Politischer Bezirk Imst

31† Stams, Stiftskirche 1496

Zwei Grabinschriften für Erzherzog Sigmund von Österreich, noch im frühen 17. Jahrhundert an nicht näher bekanntem Standort in der Stiftskirche. Während der erste Text vielleicht die Inschrift eines steinernen Grabdenkmals war, dürfte die zweite Inschrift nach Primisser offenbar „an einem Schilde gemahlt“ gewesen sein1).

Text nach Gay, Historia I, cap. 11, 92–93 (I) bzw. Stiftsarchiv Stams G VIIa n. 2 (Handschrift auf Papier, um 1530) (II).


Textedition
			

I. Faelix prae mente ferens Deum homo, Faelix qui suum praevidebit finem, Faelix quem cautum reddit alienum patens sepulchrum. Anno milleno quaterque centeno, Nongesmo sexto, die Martii quarta, Romana dum Rex Maximilianus Sceptra tenebat. Archidux obiit Austriae Sigmundus, Comes Tyrolis, cuius genus, forma Virtus et arma regiam testantur nobilitatem.

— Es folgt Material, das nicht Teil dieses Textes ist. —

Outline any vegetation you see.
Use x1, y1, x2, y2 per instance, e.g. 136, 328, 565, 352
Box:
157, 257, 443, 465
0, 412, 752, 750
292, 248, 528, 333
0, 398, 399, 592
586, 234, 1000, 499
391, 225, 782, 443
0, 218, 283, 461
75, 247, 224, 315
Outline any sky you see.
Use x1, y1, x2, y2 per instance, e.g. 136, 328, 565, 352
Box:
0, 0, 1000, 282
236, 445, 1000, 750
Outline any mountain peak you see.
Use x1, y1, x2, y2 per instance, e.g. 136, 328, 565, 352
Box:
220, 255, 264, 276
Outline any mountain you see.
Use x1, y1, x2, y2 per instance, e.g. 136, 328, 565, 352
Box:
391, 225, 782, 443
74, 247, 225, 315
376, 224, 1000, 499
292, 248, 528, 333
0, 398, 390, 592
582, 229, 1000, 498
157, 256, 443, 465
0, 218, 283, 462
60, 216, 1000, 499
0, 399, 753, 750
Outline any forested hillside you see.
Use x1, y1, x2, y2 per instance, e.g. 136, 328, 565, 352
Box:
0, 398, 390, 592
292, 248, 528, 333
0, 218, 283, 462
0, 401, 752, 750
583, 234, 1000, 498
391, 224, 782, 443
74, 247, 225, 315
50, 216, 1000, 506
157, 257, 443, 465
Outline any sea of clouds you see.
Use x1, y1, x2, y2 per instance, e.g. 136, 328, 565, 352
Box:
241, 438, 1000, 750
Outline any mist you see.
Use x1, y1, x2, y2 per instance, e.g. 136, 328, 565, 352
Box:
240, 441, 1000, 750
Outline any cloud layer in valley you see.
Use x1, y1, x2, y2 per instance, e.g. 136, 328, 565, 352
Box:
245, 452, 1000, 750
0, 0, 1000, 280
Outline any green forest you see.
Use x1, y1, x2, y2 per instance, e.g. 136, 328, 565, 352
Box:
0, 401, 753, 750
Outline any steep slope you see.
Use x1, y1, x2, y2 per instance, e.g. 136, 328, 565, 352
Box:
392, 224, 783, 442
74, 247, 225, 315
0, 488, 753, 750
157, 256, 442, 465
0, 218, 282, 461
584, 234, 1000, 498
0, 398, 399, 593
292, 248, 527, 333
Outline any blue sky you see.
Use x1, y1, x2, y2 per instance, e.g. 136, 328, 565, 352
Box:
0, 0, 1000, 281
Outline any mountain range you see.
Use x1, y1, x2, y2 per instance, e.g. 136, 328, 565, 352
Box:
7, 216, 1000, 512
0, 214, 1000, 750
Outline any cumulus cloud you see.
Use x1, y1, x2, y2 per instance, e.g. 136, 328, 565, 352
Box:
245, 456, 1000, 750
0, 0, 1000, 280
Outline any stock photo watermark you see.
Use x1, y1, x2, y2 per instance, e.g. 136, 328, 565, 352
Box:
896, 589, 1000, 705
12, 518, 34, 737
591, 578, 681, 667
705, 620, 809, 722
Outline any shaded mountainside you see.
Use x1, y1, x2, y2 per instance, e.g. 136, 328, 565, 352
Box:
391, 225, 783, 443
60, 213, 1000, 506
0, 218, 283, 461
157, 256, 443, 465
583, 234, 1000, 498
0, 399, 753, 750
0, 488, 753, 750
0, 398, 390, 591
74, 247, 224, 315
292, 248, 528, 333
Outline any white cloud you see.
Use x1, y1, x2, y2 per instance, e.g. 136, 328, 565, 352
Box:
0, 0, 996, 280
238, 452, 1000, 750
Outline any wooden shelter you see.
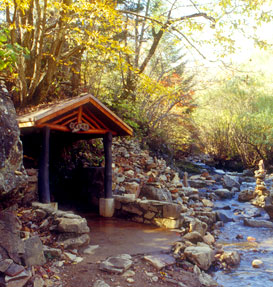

Vtraque Coniunx ortu generosa, Cubat hic prior, Scotiae regina, Saxonum stirpe reliqua ducali Principem ornant. Hic licet terras regeret opimas, Et pace cunctis, donoque placeret, Nil horum iuvat, Heros hic putrescit, Sequere dixit. II. Quam stirps vana hominum sita) nobilitata per orbema) Quam stemma attollensa) Formaque fluxa magisa) Labilis atque etiam plusa) quaeb) generosa Viragoc) Gloria nempe virens concomitatur easd) Denique ab interitu nec vindicet ardua Virtuse) Aetatem extendat fabula seu minuatf) Vnusg) in orbe doceta) praeclara insignia cuius Sigmundi legis hic Principis Austriacih) Huic quamquami) iunxitj) Reginam Scotia nuptama) Quae cubat a dextris Coniugisk) Vmbral) suim) Altera Sassoniaen) Dux inclyta stemmate et auro Frigida calda seni membra tepore fovito) Non tamen immunem mortis fera Parca manere Passa fuita) quin et disceret ille morif) Quin et pacificusp), largusa) se digna supremo Fine canat,m) siquidem nunc eademque canith) Nam cum millesimus,p) quater et centesimus annus Extaret sexto iamq) nouiesr) decimim) Martius effudit quarta sub luce decentem Herois vocema) morte sonorus atrah) Ter foelixs) ille est solus vereque beatusa) Qui toto Numen pectore ferre soleth) O fortunatumt) crebro cui personat auremf) Temporis hoc puncto desinis esse carou) Sic homini certe spirantia busta loquuntur,f) Efferor,f) et funusa) qui legisv) ista veni.

Anmerkungen
a) Primisser, Grabstatt § 652: hinter dem Wort ein Beistrich.
b) Primisser: quo.
c) Primisser: virago,.
d) Primisser: eas;.
e) Primisser: virtus,.
f) bei Primisser folgt Doppelpunkt.
g) Primisser Unus.
h) Primisser: Punkt am Zeilenende.
i) Primisser: quanquam.
j) Primisser: junxit.
k) Primisser: conjugis.
l) Primisser: umbra.
m) bei Primisser folgt Strichpunkt.
n) Primisser: Saxoniae.
o) Primisser: fovet:.
p) kein Beistrich bei Primisser.
q) Primisser: jam.
r) Primisser: novies.
s) Primisser: felix.
t) Primisser: Fortunatum,.
u) bei Primisser folgt Ausrufezeichen.
v) legis in der Handschrift von gleicher Hand gestrichen und korrigiert in vides.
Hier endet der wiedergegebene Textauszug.